Five years ago, there were 400 new chatbot startups, each promising that they would revolutionize retail, customer support, and ordering pizza. Last year, almost all of these companies had failed or they had pivoted. In CB Insights report “Lessons From The Failed Chatbot Revolution” they report that Facebook and Google had both implemented chatbots for customer service but in the end, they had mostly abandoned them in favor of live support people.
I get that because I have never had a useful chatbot experience. Here’s why.
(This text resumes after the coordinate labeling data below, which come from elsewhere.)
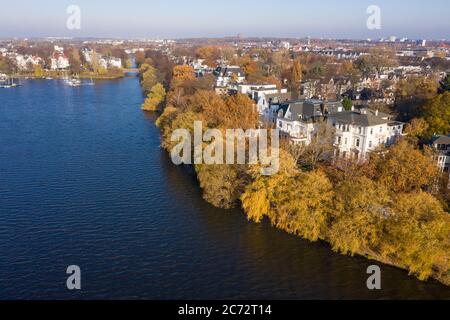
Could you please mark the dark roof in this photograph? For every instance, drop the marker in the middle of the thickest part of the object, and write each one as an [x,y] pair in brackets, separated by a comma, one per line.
[441,140]
[278,97]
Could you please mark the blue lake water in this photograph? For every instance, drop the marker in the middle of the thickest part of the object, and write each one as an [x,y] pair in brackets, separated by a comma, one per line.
[84,182]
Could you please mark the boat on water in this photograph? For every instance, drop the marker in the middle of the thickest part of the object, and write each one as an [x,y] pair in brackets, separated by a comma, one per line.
[9,83]
[77,82]
[73,82]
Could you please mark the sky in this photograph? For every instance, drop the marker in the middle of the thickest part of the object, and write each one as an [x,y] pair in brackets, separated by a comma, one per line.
[415,19]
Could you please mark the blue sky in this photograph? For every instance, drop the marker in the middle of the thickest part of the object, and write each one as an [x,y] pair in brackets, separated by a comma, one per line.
[202,18]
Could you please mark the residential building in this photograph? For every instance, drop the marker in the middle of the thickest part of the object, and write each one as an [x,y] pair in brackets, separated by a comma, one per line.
[360,131]
[442,146]
[298,120]
[226,75]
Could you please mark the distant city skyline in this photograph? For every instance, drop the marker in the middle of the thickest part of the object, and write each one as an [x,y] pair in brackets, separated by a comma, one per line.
[345,19]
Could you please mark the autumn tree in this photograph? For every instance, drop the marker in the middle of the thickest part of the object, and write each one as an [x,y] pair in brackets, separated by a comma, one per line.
[436,113]
[149,77]
[222,184]
[295,78]
[360,209]
[419,235]
[320,148]
[445,84]
[412,94]
[404,168]
[155,98]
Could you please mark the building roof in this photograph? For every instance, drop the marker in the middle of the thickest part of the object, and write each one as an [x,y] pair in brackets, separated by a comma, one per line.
[360,118]
[441,140]
[278,97]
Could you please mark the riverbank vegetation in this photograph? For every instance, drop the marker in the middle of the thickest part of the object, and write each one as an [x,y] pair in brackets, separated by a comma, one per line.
[386,209]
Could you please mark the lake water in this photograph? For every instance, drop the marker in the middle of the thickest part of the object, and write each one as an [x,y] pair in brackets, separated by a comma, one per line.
[83,181]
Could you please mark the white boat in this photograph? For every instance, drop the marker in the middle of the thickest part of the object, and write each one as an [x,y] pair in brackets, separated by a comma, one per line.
[10,84]
[73,82]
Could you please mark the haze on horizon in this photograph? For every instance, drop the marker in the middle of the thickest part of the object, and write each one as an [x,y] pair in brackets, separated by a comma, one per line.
[415,19]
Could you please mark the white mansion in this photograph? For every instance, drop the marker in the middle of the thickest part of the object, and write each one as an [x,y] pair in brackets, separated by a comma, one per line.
[361,131]
[357,132]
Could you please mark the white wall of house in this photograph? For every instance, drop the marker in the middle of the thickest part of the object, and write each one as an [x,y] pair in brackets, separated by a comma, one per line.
[357,141]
A.I. (artificial intelligence) turned 65 this year. Chatbots, a branch of AI study, are now 55 years old because Joseph Weizenbaum’s Eliza (the first chatbot) was launched in 1966 from MIT’s A.I. Lab. Eliza was a text-to-text, word matching bot requiring a user to type a statement and if Eliza could match the words in the statement to words in a script, it would return a pre-written response. In 2005, a Javascript version of Eliza was released by Norbert Landsteiner and it can be found here http://www.masswerk.at/eliza/.
In 1995, Richard Wallace launched Alice, written in XML-based AIML (artificial intelligence markup language). AIML was easy to use and developed a huge following. The AIML-like conversation became the backbone of Interactive Voice Response (IVR) phone systems. Say the keyword… get a response. Today’s modern chatbots have evolved very little from Eliza 55 years ago and knowing this is the key to understanding why they work so poorly. A chatbot will never have any understanding of what you say.
When my co-founder, Bruce Wilcox, began designing our present system, he knew that we would have to go beyond simple chatbots. He wanted a system that could analyze natural conversation to extract the true message that a user was trying to convey. He found the answer in the branch of A.I. science called symbolic reasoning. We later improved on this by adding machine learning components where it made sense.
When SapientX hears a user speak, it converts the audio to text with a speech recognition system. This text is then analyzed the way your English teacher taught you to break sentences down into verbs, nouns, etc. From this, we use a form of pattern recognition to match the sentence to common patterns. This is also computationally very efficient because one line of code may handle 1,000 variations of how someone might ask for something. This same approach also allows us to handle complex statements, understand user sentiment, and customize an appropriate response. SapientX also learns about a user in order to serve them better. That text response is then converted to spoken audio. All this happens in a few milliseconds.
At this point, you may be asking how can SapientX be better than the much-touted machine learning systems that Google and Apple use. The first answer is that they were designed for different tasks so a direct comparison is unfair. The second answer is that Google, on its best day, scores only 88% (Apple gets 75%) accuracy according to ZDnet while when I speak to SapientX, I’m able to reach up to 99% accuracy in narrow domain use. I’ll explain why the tech giant systems fail in future posts.